From NWI Times
INDIANAPOLIS | Democrat Jill Long Thompson on Monday named Lake County Sheriff Rogelio “Roy” Dominguez an adviser to her campaign for Indiana governor.
Dominguez joins Marion County Sheriff Frank Anderson and Dubois County Sheriff Terry Tanner as co-chairs of the campaign’s newly formed Law Enforcement for Jill Committee.
Dominguez has been making the news lately in Lake County as he kicks homeowners out of their houses.
From IndyStar.com
CROWN POINT, Ind. — A national housing activist group is threatening legal action to force Lake County’s sheriff to halt the sale of foreclosed properties.
The Lake County Council recently endorsed the group’s proposal for a temporary moratorium on home foreclosures to give homeowners more time to try to save their homes.
Dominguez doesn’t agree. Fsck ‘em, let them live in a cardboard box, right Roy?
But Lake County Sheriff Roy Dominguez, whose office handle home foreclosures, contends that he’s legally obligated to carry out the foreclosures ordered by judges and to administer regular sales of foreclosed property.
Eric Weathersby, the executive director of the Northwest Indiana chapter of the Association of Community Organizations for Reform Now, said that’s not the case.
“(Dominguez) has the power to stop them if he wants,” said Weathersby, whose group is an Indiana chapter of a national advocacy group for low- to moderate-income families.

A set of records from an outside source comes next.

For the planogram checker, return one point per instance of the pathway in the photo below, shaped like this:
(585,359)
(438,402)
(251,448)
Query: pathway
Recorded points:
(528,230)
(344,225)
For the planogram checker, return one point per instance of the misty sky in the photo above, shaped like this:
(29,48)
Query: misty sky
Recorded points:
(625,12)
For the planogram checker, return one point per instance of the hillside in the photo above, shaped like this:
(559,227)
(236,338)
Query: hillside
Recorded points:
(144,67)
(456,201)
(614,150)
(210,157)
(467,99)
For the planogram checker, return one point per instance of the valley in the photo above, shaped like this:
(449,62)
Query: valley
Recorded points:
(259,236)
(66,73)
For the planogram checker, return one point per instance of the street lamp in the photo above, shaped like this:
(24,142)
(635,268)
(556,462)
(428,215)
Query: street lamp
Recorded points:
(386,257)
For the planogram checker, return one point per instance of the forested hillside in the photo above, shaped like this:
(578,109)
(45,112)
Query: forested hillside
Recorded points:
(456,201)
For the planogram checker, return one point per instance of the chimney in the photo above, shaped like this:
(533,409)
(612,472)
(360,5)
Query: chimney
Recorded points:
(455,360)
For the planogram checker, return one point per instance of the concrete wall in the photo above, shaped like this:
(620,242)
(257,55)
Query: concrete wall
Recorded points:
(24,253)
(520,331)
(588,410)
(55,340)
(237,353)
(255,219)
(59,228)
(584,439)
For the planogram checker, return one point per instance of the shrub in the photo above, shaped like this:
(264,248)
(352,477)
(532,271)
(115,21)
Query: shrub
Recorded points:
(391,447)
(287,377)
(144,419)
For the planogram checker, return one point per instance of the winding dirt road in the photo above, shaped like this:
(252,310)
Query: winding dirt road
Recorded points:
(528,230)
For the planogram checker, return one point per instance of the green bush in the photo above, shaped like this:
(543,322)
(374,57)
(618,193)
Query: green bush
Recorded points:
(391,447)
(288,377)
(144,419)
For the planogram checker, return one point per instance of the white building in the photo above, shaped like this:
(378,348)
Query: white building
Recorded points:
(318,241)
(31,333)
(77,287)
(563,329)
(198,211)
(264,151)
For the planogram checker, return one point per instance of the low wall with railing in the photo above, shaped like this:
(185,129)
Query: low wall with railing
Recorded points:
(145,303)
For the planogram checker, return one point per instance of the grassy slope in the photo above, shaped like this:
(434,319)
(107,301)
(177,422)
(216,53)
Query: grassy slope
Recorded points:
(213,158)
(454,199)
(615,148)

Weathersby said Dominguez is unwilling to interrupt the revenue stream his office collects by enforcing foreclosure notices. The sheriff’s department collects $200 from mortgage lenders for each foreclosure it processes and now has $930,000 in its foreclosure fund.
So, it’s all about the money.
National activists with the Association of Community Organizations for Reform Now, or ACORN, say they have been working successfully with sheriff’s departments in various states to temporarily halt foreclosure sales, giving homeowners more time to save their property.
Foreclosure sale moratoriums have worked well in Philadelphia County, Pa., said Ian Phillips, the legislative director for Pennsylvania ACORN. Since April, the Philadelphia County sheriff has agreed to push back the foreclosure sales there by two months for owner-occupied homes, Phillips said.
In the interim, he said, ACORN organizers set up “conciliation conferences” with the homeowners, lenders and county judges. As a result, more than 300 homeowners who had been scheduled to go to the foreclosure sale this spring now have agreed with their banks to a new payment plan at a fixed interest rate.
Roy apparently has no compassion. Nice pick Jilly, the liberals ought to love your choice.
In other Dominguez news from the Post-Trib
On this Fourth of July weekend, we celebrate our freedoms and the inalienable rights of life, liberty and the pursuit of happiness.
But it also should be a time when we remember that at every level of government — local, state and federal — our elected officials and civil servants regularly attempt to hide open records from citizens.
On the local level, the techniques are interesting.
In Lake County, during the primary election, we read reports from around the state of Hillary Clinton appearances that included Sheriff Roy Dominguez. Our staffers wondered a natural question: Were Lake County taxpayers paying for campaign travel time?
So the Post-Tribune filed an open records request under state law to see if Dominguez was on the clock those days.
But we still don’t know.
Dominguez and Lake County never answered the open records request, which is in violation of state law.